Public finance refers to the study of income, expenditure, and debt of the government. It is concerned with the financial activities of government and also its impact on the overall economy. public finance as being connected with the income and expenditure of public authorities, with the adjustment of one to another. Tax revenue and non-tax revenue are the two sources of income.


Public finance is concerned with the methods of raising and allocating funds between various activities of the government. Important branches of it:

  • Public revenue
  • Public expenditure
  • Public debt
  • Budgetary policy
  • Fiscal policy

Public revenue: It refers to the income or earnings of the government of any country. Public revenue consists of tax and non-tax revenue.

Public expenditure: It deals with various types of expenditures required for the proper functioning of the government.

Public debt: When the planned expenditure of the government of a country exceeds its total revenue, the government has to borrow money from various organizations and individuals. This is called public debt.

Budgetary policy: It deals with the type of financial statement made by the government with respect to its anticipated revenue and expenditure during any particular year. If the government expenditure exceeds its revenue, there arises a deficit in the budget.

Fiscal policy: The fiscal policy affects the revenue and expenditure of the government. Fiscal policy instruments are government expenditure, imposition of taxes, subsidy provision, and public debt.

Nature of Public Finance

Positive and normative are the two aspects of modern finance.

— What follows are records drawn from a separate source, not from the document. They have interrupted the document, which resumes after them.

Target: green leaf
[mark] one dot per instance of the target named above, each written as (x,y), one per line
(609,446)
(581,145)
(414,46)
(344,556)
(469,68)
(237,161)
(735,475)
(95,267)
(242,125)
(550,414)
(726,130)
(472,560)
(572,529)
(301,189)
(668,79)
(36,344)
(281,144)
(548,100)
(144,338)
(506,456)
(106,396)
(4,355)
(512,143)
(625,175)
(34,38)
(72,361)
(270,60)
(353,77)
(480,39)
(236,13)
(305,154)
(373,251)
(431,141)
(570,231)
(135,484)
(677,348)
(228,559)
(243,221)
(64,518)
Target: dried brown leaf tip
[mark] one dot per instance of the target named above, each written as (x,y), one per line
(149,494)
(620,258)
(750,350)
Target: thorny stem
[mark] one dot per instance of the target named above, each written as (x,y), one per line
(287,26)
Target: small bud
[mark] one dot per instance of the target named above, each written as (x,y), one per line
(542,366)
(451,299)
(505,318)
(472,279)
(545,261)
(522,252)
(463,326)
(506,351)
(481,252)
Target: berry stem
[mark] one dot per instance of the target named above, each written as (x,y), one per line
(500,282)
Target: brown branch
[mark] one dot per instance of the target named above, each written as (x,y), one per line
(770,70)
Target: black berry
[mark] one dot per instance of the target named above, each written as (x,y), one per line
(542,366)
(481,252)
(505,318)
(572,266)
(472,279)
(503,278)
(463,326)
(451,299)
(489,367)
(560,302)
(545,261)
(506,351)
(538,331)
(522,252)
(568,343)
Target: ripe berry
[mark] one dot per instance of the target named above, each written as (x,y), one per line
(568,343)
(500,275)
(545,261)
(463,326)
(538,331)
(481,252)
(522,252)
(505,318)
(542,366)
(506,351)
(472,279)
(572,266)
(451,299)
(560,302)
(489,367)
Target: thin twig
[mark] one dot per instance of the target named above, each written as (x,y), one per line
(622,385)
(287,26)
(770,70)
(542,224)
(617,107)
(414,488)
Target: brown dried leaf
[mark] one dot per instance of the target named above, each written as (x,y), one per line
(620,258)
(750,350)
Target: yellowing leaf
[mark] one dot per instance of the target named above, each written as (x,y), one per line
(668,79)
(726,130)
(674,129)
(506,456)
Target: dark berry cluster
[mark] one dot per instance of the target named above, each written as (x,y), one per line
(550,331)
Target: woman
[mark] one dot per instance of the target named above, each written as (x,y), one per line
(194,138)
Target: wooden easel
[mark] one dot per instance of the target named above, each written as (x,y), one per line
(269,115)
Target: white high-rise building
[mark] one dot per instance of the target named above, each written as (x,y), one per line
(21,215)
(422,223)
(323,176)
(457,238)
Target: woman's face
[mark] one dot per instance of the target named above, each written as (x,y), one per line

Classical economists believed in the market mechanism and they dealt with the theory of public finance only with public revenue, public expenditure, and public debt without considering their impact on welfare. This aspect is called the positive aspect of public finance. Welfare economists strongly believed in the welfare aspects of public revenue and public expenditure. No government can afford to tax the people without ensuring economic welfare. Hence, they try to transfer incomes from the rich to the poor through fiscal operations. This aspect is called the normative aspect of public finance.